Using Pay-Out Ratio to Determine Future Risk

This one requires a little more work to find. The Payout Ratio is the Dividend Per Share divided by Earnings Per Share.

This can be a good metric in determining how risky the dividend payout is in relation to how much the company makes. 

A lower Payout Ratio is better because it shows that a company can weather a financial storm and that if earnings were to decrease, they would still have enough money to pay out a dividend.

Look for ratios below 0.5 (50 percent payout of earnings).

Red Flag: If the ratio is increasing, this dividend could potentially be rising in risk because it means either the dividend payout went up (not a bad thing) or the earnings went down (potentially bad).

Where to Find It? You can find the Yield on Yahoo Finance or some Brokerage Tools. On Yahoo Finance, look under the Statistics Tab.

Let’s compare again!

CompanyDividendEarnings Per Share (EPS)Payout Ratio
JPM$3.60$10.720.33
JNJ$3.80$5.630.67
PG$2.98$4.950.60

Winner: JP Morgan 

Watch Out for Exceeding Debt

A company with exceeding debt may be troubling. Well managed debt can be leveraged to increase revenue. 

Debt may not be bad always but can be a good way to choose between a couple of investments that you are considering. 

Where to Find It? You can find the Debt to Equity Ratio on Yahoo Finance or some Brokerage Tools. On Yahoo Finance, look under the Statistics Tab.

When looking for debt, consider using the debt/equity ratio which shows the amount of a company’s liabilities to equity of shareholders.

JPM – 42%

JNJ – 48%

PG – 63%

Winner: JP Morgan

Keep an Eye on Historical Performance

Dividends are obviously important for Income Investors but if the stock isn’t growing as well, dividends are a pretty poor investment. Choosing companies that are growing in value as well as paying dividends is crucial to the success of the experienced Income Investor. 

There are a couple of ways to look at historical performance. 

One way is to choose one of the above metrics and see how they change over the last 5 or 10 years. Another way is to look at the stock charts. 

Since the above factors that we looked at are based mostly on fundamental analysis, we could try using the chart which is more of a technical way of analyzing stocks.

In fact, these charts are pretty good at getting a snapshot of historical performance. 

Where to Find It? You can find historical charts on Yahoo Finance and all Brokerage Apps and Sites. On Yahoo Finance, look under the Chart Tab.

I pulled up the last 5 years for all three of our test group companies from Webull:

All three are trending in a positive direction in share price which is a good signal.

 If you were to invest money in any of these companies five years ago and ignored dividends, you would have still grown your investment:

JPM – 63%

JNJ – 29%

PG – 63%

Winner: Proctor & Gamble

I know. I know. They tied JP Morgan but if you look at the fact that PGs low price trends and high price trends are much closer together, it appears to be a stronger stock in the sense that it is less susceptible to volatility during times of crises. 

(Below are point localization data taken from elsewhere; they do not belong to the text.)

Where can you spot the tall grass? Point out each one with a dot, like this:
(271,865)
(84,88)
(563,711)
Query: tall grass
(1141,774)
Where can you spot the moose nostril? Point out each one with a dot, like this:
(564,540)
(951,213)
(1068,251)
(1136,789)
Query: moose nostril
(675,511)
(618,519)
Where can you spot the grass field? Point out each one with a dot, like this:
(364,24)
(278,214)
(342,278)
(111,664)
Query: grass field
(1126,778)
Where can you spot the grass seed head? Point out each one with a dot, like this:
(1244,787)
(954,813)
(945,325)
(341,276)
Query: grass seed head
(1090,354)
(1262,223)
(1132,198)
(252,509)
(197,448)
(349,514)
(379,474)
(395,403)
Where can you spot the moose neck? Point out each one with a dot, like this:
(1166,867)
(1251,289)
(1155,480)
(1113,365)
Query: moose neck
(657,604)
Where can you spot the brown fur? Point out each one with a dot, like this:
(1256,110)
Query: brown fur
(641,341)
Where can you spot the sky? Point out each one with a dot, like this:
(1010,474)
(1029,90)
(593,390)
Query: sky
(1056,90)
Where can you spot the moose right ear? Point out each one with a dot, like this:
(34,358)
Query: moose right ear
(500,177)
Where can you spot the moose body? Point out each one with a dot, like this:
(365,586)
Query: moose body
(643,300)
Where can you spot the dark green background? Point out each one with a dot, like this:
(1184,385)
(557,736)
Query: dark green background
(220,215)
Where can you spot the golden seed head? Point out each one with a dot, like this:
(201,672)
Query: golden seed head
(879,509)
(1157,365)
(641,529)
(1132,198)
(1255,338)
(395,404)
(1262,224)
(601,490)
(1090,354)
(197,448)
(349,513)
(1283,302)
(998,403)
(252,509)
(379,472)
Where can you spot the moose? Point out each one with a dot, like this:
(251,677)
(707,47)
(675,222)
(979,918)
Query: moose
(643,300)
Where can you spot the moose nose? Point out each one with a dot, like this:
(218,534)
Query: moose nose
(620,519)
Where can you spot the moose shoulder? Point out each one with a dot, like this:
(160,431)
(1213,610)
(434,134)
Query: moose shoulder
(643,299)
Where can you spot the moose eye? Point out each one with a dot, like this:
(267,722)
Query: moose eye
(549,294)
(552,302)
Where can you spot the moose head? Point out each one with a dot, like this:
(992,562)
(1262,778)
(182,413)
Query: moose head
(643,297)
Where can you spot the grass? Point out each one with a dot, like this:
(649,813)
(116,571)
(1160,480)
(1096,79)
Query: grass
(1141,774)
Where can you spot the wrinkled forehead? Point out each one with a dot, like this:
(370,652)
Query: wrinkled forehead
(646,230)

All three of them were hit by the recent bear market and PG is weathering the storm fantastically in comparison.

Final Takeaways

Dividends are pretty awesome, right? Find them by searching on your brokerage (checkout Webull if you don’t have a brokerage) or search Dividend Focused ETFs. 

Once you find a bunch, make sure they meet criteria that fits your portfolio and investing style. Choose the four factors that I like, or choose your own mix to help you find the right fit for you. 

There’s no perfect plan for investing but failing to plan always means planning to fail so just make sure you have a method in your investing. I hope you got something out of this article!

Take care and let’s start investing!